Diary of Charles Francis Adams, volume 4

Sunday. 21st.

Tuesday. 23d.

Monday. 22d. CFA


Monday. 22d. CFA
Monday. 22d.

The weather continued as oppressively warm as heretofore. I occupied myself in an examination of the matter of the Essay I propose to write. It must take much time and after all may be beyond my ability. Went to the Office, and finished the correction of the Bible Letters. Some of them have evident errors in the Text, there are also injuries done to the Manuscript, both of which render a revision by the Author desirable.

I went down to the Athenaeum to look at the Pictures, but it was so very warm I felt as if I could not stay. Returning home I found my Mother preparing to go home to Quincy as the Carriage had come, bringing in Mrs. Nowlan and the Child.1 My father though he had intended it,2 was dissuaded by the severity of the day. I thought I had repaired the breach in my Household but found I had not as the Man I had engaged disappointed me. This is troublesome. Afternoon, accomplished a very large portion of the Fourteenth and Fifteenth Books of the Letters, being those to his Wife Terentia and to Cassius and others. The single letter of Cato is a Jewel.

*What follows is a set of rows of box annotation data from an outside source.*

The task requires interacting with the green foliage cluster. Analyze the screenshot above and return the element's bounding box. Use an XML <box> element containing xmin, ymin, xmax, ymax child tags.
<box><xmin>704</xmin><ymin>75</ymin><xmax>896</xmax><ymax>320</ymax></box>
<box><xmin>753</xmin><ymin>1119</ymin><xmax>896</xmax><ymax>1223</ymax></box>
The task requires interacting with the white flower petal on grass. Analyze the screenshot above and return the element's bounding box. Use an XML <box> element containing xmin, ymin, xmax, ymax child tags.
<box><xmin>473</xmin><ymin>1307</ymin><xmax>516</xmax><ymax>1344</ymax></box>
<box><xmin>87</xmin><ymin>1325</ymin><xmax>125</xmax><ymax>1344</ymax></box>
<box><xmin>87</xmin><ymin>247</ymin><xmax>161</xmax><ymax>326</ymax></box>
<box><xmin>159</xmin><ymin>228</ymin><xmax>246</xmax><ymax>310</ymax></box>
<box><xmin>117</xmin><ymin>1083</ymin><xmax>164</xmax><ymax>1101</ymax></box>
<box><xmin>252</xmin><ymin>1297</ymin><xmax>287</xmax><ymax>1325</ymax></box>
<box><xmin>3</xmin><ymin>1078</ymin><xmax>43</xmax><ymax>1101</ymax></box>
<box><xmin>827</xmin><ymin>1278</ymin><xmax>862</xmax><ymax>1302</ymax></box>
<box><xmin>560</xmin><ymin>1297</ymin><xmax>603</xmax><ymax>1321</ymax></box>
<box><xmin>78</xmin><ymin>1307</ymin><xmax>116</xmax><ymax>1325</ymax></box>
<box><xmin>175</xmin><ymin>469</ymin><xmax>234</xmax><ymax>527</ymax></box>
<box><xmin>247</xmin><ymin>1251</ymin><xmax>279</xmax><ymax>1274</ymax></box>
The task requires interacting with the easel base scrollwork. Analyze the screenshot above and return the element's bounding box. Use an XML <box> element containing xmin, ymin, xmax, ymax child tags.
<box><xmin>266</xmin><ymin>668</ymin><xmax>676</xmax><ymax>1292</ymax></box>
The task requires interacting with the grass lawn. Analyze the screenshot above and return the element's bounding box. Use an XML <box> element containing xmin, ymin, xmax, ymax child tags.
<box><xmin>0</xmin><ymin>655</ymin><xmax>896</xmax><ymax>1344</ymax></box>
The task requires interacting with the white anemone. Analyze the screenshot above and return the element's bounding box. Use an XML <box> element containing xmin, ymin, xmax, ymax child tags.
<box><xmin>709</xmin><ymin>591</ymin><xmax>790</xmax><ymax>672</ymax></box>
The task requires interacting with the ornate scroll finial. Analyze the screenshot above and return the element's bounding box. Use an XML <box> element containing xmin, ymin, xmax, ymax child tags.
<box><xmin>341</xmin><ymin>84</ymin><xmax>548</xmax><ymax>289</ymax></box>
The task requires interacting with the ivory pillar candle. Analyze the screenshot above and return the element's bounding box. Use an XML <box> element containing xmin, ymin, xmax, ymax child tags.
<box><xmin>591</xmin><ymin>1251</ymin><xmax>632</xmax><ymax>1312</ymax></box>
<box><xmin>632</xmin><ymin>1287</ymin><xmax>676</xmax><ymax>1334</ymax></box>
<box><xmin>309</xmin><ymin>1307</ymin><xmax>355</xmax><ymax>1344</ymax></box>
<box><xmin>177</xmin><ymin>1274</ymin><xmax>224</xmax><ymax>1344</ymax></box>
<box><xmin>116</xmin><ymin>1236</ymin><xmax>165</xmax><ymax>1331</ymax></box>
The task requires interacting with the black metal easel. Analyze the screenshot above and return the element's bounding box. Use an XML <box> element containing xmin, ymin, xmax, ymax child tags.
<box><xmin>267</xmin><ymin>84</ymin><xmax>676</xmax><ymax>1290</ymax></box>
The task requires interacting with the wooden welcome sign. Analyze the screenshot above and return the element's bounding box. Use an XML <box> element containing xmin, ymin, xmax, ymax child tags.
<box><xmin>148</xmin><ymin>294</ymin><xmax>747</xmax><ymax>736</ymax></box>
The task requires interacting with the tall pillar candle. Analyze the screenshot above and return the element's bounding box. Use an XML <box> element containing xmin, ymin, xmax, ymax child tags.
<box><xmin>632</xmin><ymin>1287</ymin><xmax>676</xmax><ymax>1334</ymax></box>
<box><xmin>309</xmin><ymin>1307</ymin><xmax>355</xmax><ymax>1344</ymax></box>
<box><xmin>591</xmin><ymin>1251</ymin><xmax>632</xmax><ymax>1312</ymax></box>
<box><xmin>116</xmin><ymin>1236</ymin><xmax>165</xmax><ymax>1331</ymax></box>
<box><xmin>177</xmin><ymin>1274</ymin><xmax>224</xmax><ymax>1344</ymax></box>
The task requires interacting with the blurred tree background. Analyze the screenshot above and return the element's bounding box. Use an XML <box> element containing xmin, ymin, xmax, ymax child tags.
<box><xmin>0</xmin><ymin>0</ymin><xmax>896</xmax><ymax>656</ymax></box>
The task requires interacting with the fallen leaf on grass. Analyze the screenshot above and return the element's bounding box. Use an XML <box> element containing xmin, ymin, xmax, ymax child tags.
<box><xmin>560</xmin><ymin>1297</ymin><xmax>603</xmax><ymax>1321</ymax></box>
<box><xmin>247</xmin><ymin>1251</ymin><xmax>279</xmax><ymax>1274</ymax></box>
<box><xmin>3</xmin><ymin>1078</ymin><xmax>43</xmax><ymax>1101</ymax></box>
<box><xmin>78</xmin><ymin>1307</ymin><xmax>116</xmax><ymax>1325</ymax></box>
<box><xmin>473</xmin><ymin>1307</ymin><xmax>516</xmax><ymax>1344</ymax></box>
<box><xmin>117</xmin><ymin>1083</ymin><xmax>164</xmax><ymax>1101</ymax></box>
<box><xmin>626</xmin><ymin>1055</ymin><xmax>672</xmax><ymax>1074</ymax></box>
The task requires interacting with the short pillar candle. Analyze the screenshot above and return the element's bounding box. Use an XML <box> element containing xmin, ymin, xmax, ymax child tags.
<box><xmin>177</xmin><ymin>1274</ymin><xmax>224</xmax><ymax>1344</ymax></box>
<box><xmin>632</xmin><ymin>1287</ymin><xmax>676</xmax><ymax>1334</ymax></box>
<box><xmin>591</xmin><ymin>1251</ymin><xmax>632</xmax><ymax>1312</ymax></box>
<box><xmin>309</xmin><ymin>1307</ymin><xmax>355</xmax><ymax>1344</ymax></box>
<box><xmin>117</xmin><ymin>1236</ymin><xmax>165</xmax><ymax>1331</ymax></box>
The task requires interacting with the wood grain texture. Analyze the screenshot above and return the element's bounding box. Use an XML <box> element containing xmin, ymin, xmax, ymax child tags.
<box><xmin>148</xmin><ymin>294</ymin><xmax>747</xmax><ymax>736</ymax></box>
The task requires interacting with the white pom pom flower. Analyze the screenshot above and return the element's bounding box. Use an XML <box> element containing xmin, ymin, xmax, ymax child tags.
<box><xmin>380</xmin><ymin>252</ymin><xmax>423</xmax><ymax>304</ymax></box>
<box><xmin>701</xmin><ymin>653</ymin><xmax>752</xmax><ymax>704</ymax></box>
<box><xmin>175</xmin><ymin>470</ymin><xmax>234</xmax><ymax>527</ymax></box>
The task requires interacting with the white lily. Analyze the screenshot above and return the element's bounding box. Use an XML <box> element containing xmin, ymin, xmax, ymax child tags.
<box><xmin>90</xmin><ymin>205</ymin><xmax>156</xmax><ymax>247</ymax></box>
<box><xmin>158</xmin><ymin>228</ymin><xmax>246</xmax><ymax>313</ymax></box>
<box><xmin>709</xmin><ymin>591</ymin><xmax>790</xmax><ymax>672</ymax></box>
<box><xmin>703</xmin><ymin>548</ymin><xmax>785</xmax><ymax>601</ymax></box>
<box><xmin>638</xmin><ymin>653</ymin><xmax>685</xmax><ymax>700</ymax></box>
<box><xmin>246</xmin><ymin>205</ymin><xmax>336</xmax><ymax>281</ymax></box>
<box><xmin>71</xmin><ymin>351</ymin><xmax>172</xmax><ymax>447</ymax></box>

Mrs. Nowlan remained in town today. My Wife and Child are doing as well as the heat of the Weather will permit. In some things this is advantageous, for it prevents taking cold.3 Evening, continued Grahame, whose book I admire more and more. It is worth putting forward as a Text book of our early History.


Mary Louisa Adams. LCA relates with some amusement Louisa’s account to her grandfather of the visit. See LCA to Mrs. JA2, 23 Aug. (Adams Papers).


That is, to come in to Boston in the carriage.


“Charles is a delighted but very nervous father and his face changes to every colour when his child cries.” LCA to Mrs. JA2, 27 Aug. (Adams Papers).